Aile sağlığı merkezlerinde aile hekimi ve birlikte tüm çalışanların iş güvencelerinin sağlanmasını, sözleşmeli çalışmaya son verilmesini, ücretlerinin emekliliğe yansıtılmasını istediler. İzinler ve diğer özlük haklarının yasal güvenceye alınmasını istediler.
Bağışıklama, kişi ve çevre sağlığı, eğitim, riskli gruplar (bebekler, çocuklar, engelliler, gebeler) ve kronik hasta takibi gibi toplum sağlığı hizmetlerini yapılabilmesi için poliklinik hizmetlerinin şimdiki yoğunluktan çıkarılmasını istediler. Ve bunun için aile sağlığı birimine birime düşen nüfusun en fazla 2 bin olması gerektiğini talep ettiler. Şimdiki 4 binlere varan nüfus sayısı ve istenilen işlerin yapılmasının imkansız olduğunu, sistemin fırsatçılık, işin kolayına kaçma mantığı ile bir çok bir çok usulsüzlük ve sahtekarlığa zemin hazırlayacağını anlattılar.
Sevk sisteminin, hastalığa göre zorunlu, eşit ve şeffaf olmasını isteyerek yönetmeliğin getireceği performanslı, ödüllü ve cezalandırmalı, katkı paylı sevk sisteminin kişinin sağlık hakkını ortadan kaldıracağını, hekimin mesleki saygınlığını olumsuz etkileyeceğini ve sağlıkta şiddeti artıracağını iyi anlattılar.
Hekim, sağlık çalışanı ve hastayı karşı karşıya getirecek, çelişkili, ekonomiye odaklı sistemin bu yönetmelikle toplamda şiddetin daha da artacağını söylediler.
Yine performansın, rekabetin, puanlamanın, mesai dışı geleneksel tıp uygulamalarının, kimi hizmetlerin ayrıca ücretlendirilmesinin birçok usulsüzlük ve sahtekârlığa yol açacağını söylediler.

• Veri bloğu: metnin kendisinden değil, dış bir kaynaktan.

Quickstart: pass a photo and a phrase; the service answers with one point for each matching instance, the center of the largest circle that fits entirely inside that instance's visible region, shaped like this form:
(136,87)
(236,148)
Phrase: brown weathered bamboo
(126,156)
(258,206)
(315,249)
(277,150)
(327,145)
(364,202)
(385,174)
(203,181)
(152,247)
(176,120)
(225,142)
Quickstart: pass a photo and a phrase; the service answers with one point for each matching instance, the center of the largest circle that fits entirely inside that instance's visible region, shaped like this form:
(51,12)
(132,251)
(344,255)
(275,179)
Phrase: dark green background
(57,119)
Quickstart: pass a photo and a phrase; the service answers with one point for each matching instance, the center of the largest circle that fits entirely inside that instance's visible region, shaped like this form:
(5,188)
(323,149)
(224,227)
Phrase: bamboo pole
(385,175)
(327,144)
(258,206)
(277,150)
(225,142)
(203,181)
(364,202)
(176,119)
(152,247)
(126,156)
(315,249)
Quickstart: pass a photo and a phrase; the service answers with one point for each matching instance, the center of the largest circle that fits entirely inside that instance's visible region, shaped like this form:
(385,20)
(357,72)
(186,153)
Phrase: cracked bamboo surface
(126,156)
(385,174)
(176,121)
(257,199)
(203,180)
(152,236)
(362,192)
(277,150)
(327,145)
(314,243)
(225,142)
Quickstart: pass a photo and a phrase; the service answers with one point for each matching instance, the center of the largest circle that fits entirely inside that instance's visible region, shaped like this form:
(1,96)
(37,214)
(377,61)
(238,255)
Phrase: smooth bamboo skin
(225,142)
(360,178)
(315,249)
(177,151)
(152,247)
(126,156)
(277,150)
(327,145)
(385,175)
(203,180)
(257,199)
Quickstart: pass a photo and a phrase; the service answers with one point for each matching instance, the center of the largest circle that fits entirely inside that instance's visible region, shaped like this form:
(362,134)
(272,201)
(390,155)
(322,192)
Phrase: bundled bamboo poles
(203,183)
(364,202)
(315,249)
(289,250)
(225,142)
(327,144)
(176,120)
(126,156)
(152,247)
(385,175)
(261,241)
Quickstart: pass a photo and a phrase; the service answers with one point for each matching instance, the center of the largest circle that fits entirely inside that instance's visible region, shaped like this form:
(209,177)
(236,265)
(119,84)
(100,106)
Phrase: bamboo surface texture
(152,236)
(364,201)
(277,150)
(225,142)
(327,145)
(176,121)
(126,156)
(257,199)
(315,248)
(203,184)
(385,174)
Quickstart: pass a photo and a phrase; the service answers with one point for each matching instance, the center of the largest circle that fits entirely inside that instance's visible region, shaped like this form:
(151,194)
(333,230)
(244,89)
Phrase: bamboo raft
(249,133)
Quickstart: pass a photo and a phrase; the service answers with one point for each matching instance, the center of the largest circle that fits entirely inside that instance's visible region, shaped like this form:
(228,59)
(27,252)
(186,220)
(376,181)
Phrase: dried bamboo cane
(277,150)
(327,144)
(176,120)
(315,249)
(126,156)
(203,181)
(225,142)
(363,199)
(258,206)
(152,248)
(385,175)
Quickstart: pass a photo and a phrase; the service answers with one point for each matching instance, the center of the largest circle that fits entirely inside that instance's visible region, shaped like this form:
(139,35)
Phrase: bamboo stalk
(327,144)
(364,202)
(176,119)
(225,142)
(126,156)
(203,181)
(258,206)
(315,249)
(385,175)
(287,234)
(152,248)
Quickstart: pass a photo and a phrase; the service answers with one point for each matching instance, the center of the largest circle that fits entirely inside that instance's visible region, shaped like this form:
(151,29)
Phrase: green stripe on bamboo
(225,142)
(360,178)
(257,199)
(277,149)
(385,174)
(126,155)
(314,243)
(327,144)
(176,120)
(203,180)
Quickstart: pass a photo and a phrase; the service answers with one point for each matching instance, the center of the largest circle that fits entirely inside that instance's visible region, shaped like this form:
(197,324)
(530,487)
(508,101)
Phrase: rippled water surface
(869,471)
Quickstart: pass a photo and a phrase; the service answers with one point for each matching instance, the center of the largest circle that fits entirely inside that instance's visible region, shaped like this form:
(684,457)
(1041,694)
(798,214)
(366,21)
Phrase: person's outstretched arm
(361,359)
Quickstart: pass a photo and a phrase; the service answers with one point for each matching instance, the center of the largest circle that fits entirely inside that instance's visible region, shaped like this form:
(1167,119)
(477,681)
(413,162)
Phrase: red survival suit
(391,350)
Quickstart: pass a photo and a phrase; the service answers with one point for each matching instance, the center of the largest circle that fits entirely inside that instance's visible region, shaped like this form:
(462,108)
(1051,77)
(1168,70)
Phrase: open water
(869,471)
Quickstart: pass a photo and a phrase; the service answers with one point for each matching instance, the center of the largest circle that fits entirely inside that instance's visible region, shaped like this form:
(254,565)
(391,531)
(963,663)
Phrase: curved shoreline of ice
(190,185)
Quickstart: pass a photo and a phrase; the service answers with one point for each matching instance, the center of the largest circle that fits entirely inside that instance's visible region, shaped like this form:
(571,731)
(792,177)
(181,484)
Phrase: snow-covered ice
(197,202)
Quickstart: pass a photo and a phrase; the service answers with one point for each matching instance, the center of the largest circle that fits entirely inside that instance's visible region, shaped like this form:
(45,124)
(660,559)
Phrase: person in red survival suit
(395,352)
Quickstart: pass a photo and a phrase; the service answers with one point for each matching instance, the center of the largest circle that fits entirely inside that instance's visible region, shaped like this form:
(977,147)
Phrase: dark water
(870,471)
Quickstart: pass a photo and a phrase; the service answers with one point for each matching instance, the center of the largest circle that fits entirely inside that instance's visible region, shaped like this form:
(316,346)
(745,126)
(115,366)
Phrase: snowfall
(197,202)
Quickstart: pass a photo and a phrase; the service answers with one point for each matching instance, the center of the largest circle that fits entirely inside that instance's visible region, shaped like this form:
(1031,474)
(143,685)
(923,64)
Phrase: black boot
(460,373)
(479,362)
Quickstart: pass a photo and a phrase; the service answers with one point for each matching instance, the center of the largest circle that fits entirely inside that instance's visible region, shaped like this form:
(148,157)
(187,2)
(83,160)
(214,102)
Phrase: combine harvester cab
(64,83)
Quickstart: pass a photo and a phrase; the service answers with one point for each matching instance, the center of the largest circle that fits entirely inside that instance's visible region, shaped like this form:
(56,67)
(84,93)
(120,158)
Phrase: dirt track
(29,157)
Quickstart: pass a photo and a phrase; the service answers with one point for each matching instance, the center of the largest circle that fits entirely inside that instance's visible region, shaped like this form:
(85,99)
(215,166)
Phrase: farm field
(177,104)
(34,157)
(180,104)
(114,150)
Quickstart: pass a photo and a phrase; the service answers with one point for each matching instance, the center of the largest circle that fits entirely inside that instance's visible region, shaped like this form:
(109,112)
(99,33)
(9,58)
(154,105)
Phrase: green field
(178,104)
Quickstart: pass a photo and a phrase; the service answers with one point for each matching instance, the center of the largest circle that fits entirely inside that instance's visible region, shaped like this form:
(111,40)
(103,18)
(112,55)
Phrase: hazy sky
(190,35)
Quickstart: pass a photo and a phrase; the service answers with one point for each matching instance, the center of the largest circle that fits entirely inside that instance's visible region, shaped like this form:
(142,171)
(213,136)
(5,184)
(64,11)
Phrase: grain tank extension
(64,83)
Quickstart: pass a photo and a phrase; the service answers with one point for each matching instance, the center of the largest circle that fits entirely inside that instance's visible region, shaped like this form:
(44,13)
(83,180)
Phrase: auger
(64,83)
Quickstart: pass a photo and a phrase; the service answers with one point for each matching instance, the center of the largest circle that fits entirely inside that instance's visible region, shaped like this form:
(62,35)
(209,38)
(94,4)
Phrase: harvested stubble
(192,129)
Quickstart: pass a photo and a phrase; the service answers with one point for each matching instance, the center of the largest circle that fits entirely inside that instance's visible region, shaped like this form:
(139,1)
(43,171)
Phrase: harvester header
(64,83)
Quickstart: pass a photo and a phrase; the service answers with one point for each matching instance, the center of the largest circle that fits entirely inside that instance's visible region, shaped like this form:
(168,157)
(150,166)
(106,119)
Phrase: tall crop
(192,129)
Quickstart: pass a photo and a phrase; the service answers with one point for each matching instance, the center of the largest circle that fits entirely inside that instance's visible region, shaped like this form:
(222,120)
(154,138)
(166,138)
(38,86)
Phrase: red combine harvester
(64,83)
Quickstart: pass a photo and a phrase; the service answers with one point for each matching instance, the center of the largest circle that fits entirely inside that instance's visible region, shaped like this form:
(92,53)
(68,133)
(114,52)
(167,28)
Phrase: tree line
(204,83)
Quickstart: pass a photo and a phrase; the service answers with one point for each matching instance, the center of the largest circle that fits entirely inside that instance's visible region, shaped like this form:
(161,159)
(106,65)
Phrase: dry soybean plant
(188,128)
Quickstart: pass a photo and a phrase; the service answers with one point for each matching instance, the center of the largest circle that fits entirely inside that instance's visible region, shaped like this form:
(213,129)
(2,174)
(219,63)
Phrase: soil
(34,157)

Her şeyden önce ASM çalışanları mesleki saygınlık, insanların sağlık hakkı ve toplum sağlığı için iş bıraktıklarını iyi anlattılar. Yönetmeliğe karşı çıkarken anlattıkları çerçevede yasal bir düzenlemenin yapılmasını istediler. Bu çerçevede grev boyunca yapılan forumlarda ve açıklamalarda 224 no.lu sağlık hizmetlerinin sosyalizasyonunu, tam gün yasasını, birinci basamak sağlık hizmetlerini hatırlattılar. Günümüze uyarlamanın pekâlâ mümkün olduğunu söylediler.
Sağlıkta özelleştirmenin, sağlıkta ticarete ve nihayetinde sağlıkta çeteleşmeye geldiğini konuştular. Ve bunları sağlık camiasına ve topluma iyi anlattılar.
Baskı ve yıldırma ile grevi durduramayan hükümet, görmezden gelen bir tutum takındı.
Ve sıcak Suriye gündemiyle grevi ve greve neden meseleyi unutturmaya çalıştı.
ASM çalışanları herkese eşit, ücretsiz ve anadilinde sağlık hakkı için mücadele ettiklerini grev boyunca anlattılar, anlatmaya devam edecekler.
Ve tüm bu anlatımı unutturmaya çalışan hükümete taleplerini ısrarla hatırlatacaklar.
Ve de onlar tarihe altın harflerle grev yazarak onurlu yerini aldılar, almaya da devam edecekler.